In the episode “Blood Money” from 1999, Schiff deals with the aftermath of an insurance swindler who sold policies to Jews about to be murdered in the Holocaust. With quiet irony, Hill comments: “Just when you thought there weren’t any more ways to violate these people, an insurance scam.” Hill expressed understated truth about human experience with pared-down, Spencer Tracy-like verity. In “Terminal,” from the show’s seventh season, Schiff allows hospital personnel to remove his terminally ill wife from life support, giving an agonized whimper of animal-like intensity as she flatlines. With no dialogue, Hill made a monumental emotional point. When required to be sarcastically amusing, Hill could be masterly, as in “House Counsel” in which he explodes with Yiddish scorn: “What is this, Bernie’s Bargain Basement? ‘Cop to four murders, get only five years?’” And in “Atonement,” Hill as Schiff admits about the Three Stooges, born Moses Horwitz, Samuel Horwitz, and Louis Feinberg: “I always loved those guys.” When Hill opted to retire at age 78, TV fans were dismayed, and one among them, Manhattan DA Robert Morgenthau, who reportedly inspired the character of Schiff, showed his own fortitude by outlasting his TV epigone and remaining on the job until age 90.

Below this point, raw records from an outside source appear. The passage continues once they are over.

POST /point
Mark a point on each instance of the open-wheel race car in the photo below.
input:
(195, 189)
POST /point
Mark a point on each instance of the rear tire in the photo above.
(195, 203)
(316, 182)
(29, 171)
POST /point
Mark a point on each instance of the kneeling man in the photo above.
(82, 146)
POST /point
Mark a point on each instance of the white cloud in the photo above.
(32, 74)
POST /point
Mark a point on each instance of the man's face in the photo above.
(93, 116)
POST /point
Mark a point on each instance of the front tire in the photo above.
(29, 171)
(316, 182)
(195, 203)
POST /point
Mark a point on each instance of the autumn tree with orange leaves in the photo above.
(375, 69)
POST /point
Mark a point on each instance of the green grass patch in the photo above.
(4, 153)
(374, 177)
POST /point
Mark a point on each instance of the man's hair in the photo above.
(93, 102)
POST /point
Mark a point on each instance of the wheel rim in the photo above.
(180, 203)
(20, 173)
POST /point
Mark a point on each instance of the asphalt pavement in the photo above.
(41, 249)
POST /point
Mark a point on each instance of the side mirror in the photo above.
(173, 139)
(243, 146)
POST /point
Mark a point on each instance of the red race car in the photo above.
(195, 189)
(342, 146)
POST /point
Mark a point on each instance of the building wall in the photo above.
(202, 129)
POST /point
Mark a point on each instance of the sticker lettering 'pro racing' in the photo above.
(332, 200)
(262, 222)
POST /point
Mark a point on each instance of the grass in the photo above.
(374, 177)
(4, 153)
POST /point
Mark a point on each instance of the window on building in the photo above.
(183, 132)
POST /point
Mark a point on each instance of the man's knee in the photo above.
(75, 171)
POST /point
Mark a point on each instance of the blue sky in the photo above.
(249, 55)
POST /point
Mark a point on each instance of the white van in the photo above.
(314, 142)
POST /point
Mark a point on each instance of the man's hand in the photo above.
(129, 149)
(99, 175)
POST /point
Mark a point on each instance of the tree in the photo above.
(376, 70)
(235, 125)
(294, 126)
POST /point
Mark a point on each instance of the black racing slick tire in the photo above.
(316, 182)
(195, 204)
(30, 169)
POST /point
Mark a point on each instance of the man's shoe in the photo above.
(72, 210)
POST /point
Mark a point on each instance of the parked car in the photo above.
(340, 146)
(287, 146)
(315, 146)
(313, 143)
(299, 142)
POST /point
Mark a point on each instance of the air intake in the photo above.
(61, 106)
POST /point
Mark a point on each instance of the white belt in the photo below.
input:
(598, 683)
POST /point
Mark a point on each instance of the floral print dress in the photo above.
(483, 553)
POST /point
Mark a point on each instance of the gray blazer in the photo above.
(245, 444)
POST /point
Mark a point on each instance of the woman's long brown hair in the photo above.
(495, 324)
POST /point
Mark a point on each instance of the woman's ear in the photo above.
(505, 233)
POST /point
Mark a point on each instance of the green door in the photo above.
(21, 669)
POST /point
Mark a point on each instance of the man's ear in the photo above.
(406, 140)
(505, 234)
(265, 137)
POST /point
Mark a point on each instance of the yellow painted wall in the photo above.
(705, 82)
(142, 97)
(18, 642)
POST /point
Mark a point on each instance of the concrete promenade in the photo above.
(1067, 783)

Often seeming to base his artistry on feeling unsettled, Hill made a final inadvertent appearance on camera in a 2010 video at his grandson’s bar mitzvah, posted online by “The Lakewood Scoop” Hill had grown a long beard and was costumed in Hasidic style, complete with fedora, but is instantly recognizable as he is drawn into a dance. At first he radiates kindly uncertainty, his shoulders hunched with worry as he gives a practiced professional glance at the camera. Arthritis may have played a role in this tentativeness, but when dancing alone with his grandson, Hill seems to relax enough to enjoy. Through his long, compelling career, Hill always fought through a complexity of emotions to focus on the present moment in the profoundest way possible.

Benjamin Ivry is a frequent contributor to the Forward.